Going into the North Coast 24 Hour National Championships, I was not feeling 100%, but feeling very hopefully – because confidence is much more fun and positive than self-doubt. I didn’t have my best race, or my worst race, but I did have a whole lot of fun. How is it possible that so many things could happen in just 24 hours?
We went to the pre-race where, where the amazing Dr. Andy Lovett gave me some ointment cream that he swore would protect me from blisters. (It didn’t. My feet suffered. Sigh.) Then Jackie and I headed to the hotel, where we fell asleep at 9pm. Success. Turns out, Cleveland is kind of like those YouTube videos you know you’ve seen and loved online. Ha!
|me and andy!!!!|
Chris and Dave arrived at 2am but I barely woke up. I slept pretty good, had pre-race bowel success, and ate, feeling okay. The day before I flew, I was so nervous I could barely eat lunch before my flight.

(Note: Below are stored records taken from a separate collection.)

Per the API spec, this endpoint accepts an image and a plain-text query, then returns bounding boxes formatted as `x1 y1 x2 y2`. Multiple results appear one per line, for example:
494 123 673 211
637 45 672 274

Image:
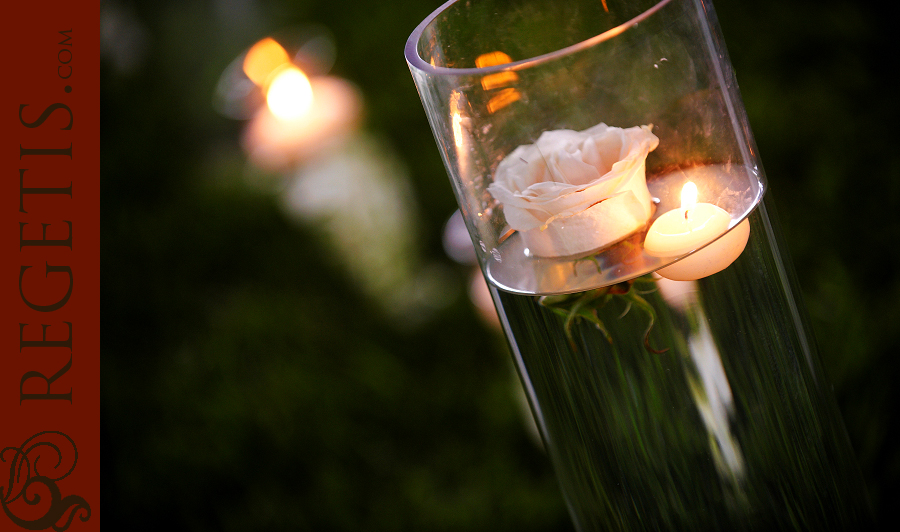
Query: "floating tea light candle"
242 39 362 170
644 181 750 281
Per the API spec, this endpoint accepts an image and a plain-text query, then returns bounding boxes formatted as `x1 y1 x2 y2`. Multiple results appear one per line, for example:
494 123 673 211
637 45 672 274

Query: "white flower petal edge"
488 124 659 257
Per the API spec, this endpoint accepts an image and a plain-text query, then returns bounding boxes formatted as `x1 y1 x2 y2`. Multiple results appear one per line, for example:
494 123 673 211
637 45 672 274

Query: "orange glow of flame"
244 37 291 87
266 66 313 120
475 52 519 90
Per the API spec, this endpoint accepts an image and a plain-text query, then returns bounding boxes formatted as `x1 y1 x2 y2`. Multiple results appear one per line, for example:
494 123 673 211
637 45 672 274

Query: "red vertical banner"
0 0 100 532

We checked in at the start, set up our stuff inside the pavilion in case we had the rain they predicted (No matter; the entire where we placed our stuff flooded, but luckily, most of our stuff were in plastic bags.), and said hello to friends. Let’s get ready! Wheeeeee!
|HUGE ultrarunning hero - John Geesler. Swoon!|
The course is a .9 mile loop through this park (essentially around a parking lot, but it’s actually nicer than that sounds) with the Lake on one side. There were tons of people in the park, so that added an interesting people-watching element; one vegan weightlifter was working out at 10 a.m. until the first rain came well after dark. There were kites, multiple wedding photo shoots, families picnicking, seagulls, that sort of thing. The course is a paved loop, with some slight ups and downs, but nothing too bad. (In the middle of the night, you will find yourself walking “the big hill.”)
|ready to run at lakeside|
Because the lake is alongside the course, you get wind. Lots of it. This course is known for being windy. At times, the wind was so tough you found yourself using tons of energy just to propel yourself ahead. Some people confessed to me that they gave up running and just walked.
The race started a few minutes early, and we were off. I took off too fast, as usual, yelling at myself for running sub-9 minute pace. I got a cramp early in and was forced to slow down, which was a good thing. I chatted with everyone, ate gels, laughed.
The day was hot. It was supposed to be a high of 80, but it was much hotter than that – mid to upper 80s. I felt parched, and needed to make sure I was quite hydrated, but not drinking too much to cause the dreaded sloshing stomach.
Marathon in 4:10. Okay, a little faster than my best 24s, but not too terrible. 50k in 5:05. Okay. Okay.
Then in the mid 30s, my hamstring tightness grew worse. I went to the medical tent to have my hamstrings stretched. And again a little while later. And again.
And then my period showed up two days early. I spent much of the race begging for tampons. Thank you, ladies of North Coast 24!
It took forever to get to mile 50, or so it felt. 9:40. Ugh. 50 to 60 felt really awful. It took forever.
In the 70s, Chris warned me, "Cherie, it's going to rain." I had read an article about thunderstorms in Outside Magazine the day before. "I am going to stop if it's thunderstorming." I really wanted to go to medical and get them to stretch out my super tight hamstrings, but I figured I'd wait until the thunder and rain arrived.
I kept running, feeling kinda crappy. The miles dragged on. Where was this rain? I wasn't eating a ton - nothing looked appetizing (Well, mac and cheese did but I knew where that would land me!) and I ended up eating some vegan pizza. I do love cheese, but not when running.
I dragged on. I ran. I took a 5 hour energy shot. I changed my shoes. I ran some more. I ran some more. I put music on - it pushed me ahead. I flew. It felt great for a few laps. Then, I slowed down. Ran. Ran.
I came in. "You should stop now. The rain is going to come," Chris told me.
"Well, can't I just do one more?" I asked. It was only drizzling.
"No. Stop now."
"Really? I can't just do one loop - only .9 miles?"
"No. You can't."
So I went to medical and as they began working on my legs, the skies opened. Good timing. I thanked Chris profusely. I had medical pop some blisters and then I relaxed for a while.
Then, as I was pulling on my shoes, it let up. I head out and put in some more miles.
I ran on. Sunlight was coming, I knew it. I said hi to everyone I passed, and smiled. Only a few more hours of this hell/love.
Around mile 92, I connected with Isiah, who later won the men's race with 154 miles - in his first ultra! We ended up running together until I hit 100, at which point I drank water and ate a little extra food, and then spent the last hour running, walking a bit, laughing, smiling, so glad it was almost over.
|Hitting 100 miles|
I hit 104 miles. And then nearly 105. But it was over.
Far from what I wanted, but still, a pretty decent race. 5th USATF woman, lots of blisters, lots of soreness, lots of fun with friends, lots of hallucinations (Why do people do drugs when they can just run 24 hour races????), and some fantastic tater tots after. Yep, that's a good race!